One of Ortio’s biggest problems in the NHL has been consistency. We’ve definitely seen multiple strong performances from him. This season, those performances started to be strung together with more regularity, too. But Ortio still mixes in too many below-average games right now.
For instance, in the 17 game sample size we talked about above, Ortio still had seven games where his save percentage dipped below the 0.900 mark. That’s more than one in three occasions and only slightly less than every other outing. To start knocking on the door as a regular starter, Ortio is going to have to lower that rate.
Finally, before signing Ortio to another deal, Calgary needs to truly evaluate their big picture plans between the pipes. I think we all agree the team needs to find a solution at some point in the near future, ideally this summer. Is Ortio a longterm fit with the Flames? Right now, it’s tough to definitively answer one way or another. The fact the immediate response isn’t yes, though, puts this bullet point in the con category.
This one is simple for me: qualify Ortio and sign him to a one year deal. Yeah, I put some cons in here to balance the article, and yeah the drawbacks I pointed at are all valid. But in the end, I think the positives far outweigh the negatives in his his case. Ortio had his best NHL year yet, is still young with a higher ceiling I think he can reach, and will come at an affordable price. For those reasons I think he should be in the fold for training camp come September.

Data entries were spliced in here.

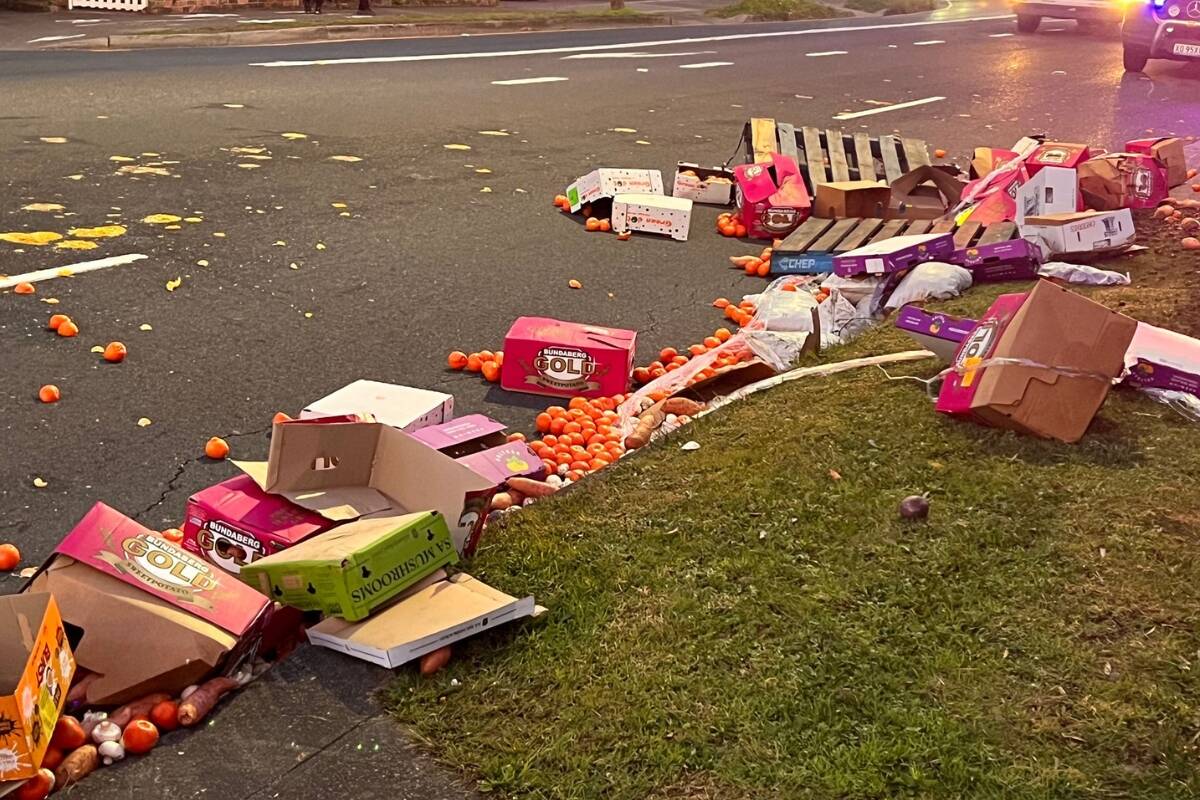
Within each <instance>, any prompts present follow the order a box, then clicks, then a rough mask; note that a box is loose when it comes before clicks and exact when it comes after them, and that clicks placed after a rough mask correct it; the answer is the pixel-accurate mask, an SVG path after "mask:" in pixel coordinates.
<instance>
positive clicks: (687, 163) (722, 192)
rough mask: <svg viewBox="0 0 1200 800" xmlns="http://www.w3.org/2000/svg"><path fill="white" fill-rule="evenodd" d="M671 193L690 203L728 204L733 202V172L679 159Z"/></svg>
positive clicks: (729, 170) (723, 168)
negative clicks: (680, 197) (687, 200)
mask: <svg viewBox="0 0 1200 800" xmlns="http://www.w3.org/2000/svg"><path fill="white" fill-rule="evenodd" d="M671 194H672V196H673V197H682V198H686V199H689V200H691V201H692V203H704V204H708V205H730V204H731V203H733V173H732V172H731V170H728V169H726V168H724V167H701V166H698V164H689V163H688V162H684V161H680V162H679V164H678V167H677V168H676V179H674V186H672V187H671Z"/></svg>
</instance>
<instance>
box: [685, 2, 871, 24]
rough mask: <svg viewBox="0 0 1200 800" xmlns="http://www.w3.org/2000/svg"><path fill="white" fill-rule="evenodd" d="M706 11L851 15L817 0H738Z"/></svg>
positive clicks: (793, 13) (721, 14) (726, 14)
mask: <svg viewBox="0 0 1200 800" xmlns="http://www.w3.org/2000/svg"><path fill="white" fill-rule="evenodd" d="M704 13H707V14H708V16H710V17H721V18H728V17H740V16H743V14H745V16H748V17H751V18H755V19H774V20H786V19H833V18H835V17H848V16H850V14H848V13H847V12H845V11H841V10H840V8H833V7H830V6H827V5H824V4H823V2H816V1H815V0H738V2H734V4H731V5H727V6H721V7H720V8H710V10H708V11H707V12H704Z"/></svg>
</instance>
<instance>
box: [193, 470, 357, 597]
mask: <svg viewBox="0 0 1200 800" xmlns="http://www.w3.org/2000/svg"><path fill="white" fill-rule="evenodd" d="M332 525H334V523H332V522H330V521H329V519H325V518H324V517H322V516H320V515H318V513H316V512H313V511H308V510H307V509H301V507H300V506H298V505H296V504H294V503H290V501H288V500H286V499H284V498H281V497H280V495H277V494H268V493H266V492H264V491H263V489H262V488H259V486H258V485H257V483H254V481H253V480H252V479H251V477H250V476H248V475H236V476H234V477H230V479H229V480H228V481H221V482H220V483H217V485H215V486H210V487H208V488H205V489H200V491H199V492H197V493H196V494H193V495H192V497H190V498H188V499H187V507H186V510H185V512H184V549H185V551H187V552H190V553H196V554H197V555H200V557H203V558H204V559H206V560H208V561H209V563H211V564H215V565H217V566H218V567H221V569H222V570H224V571H226V572H232V573H234V575H236V573H238V571H239V570H241V567H244V566H245V565H247V564H250V563H251V561H254V560H257V559H260V558H263V557H264V555H271V554H272V553H278V552H280V551H282V549H284V548H288V547H292V546H293V545H295V543H296V542H301V541H304V540H305V539H307V537H310V536H313V535H314V534H319V533H320V531H323V530H329V529H330V528H331V527H332Z"/></svg>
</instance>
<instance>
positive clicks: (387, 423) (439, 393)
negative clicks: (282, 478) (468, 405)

After being acquired early in the season from Tampa Bay, Poulin was solid if not spectacular in his time with the AHL’s Stockton Heat. In 29 appearances, Poulin finished 14-11-3 with a 0.909 save percentage and was Stockton’s best regular goaltender.
At the age of 26 and with 50 NHL appearances under his belt, Poulin is a nice depth option for any organization. As such, seeing him re-sign with Calgary wouldn’t be a surprise at all and would make lots of sense. It’s not imperative they qualify him, though. Poulin’s NHL totals are mediocre and depth goalies are not hard to come by via trade or free agency.
Verdict: I’m fairly indifferent on this one. If the Flames liked his fit with the Heat, then by all means, give him another contract. The organization is going to need someone to hold down the AHL fort in net next season and Poulin is as good a guy to do that as anyone. If they don’t qualify him, though, there will be plenty of candidates to eat up minor league minutes.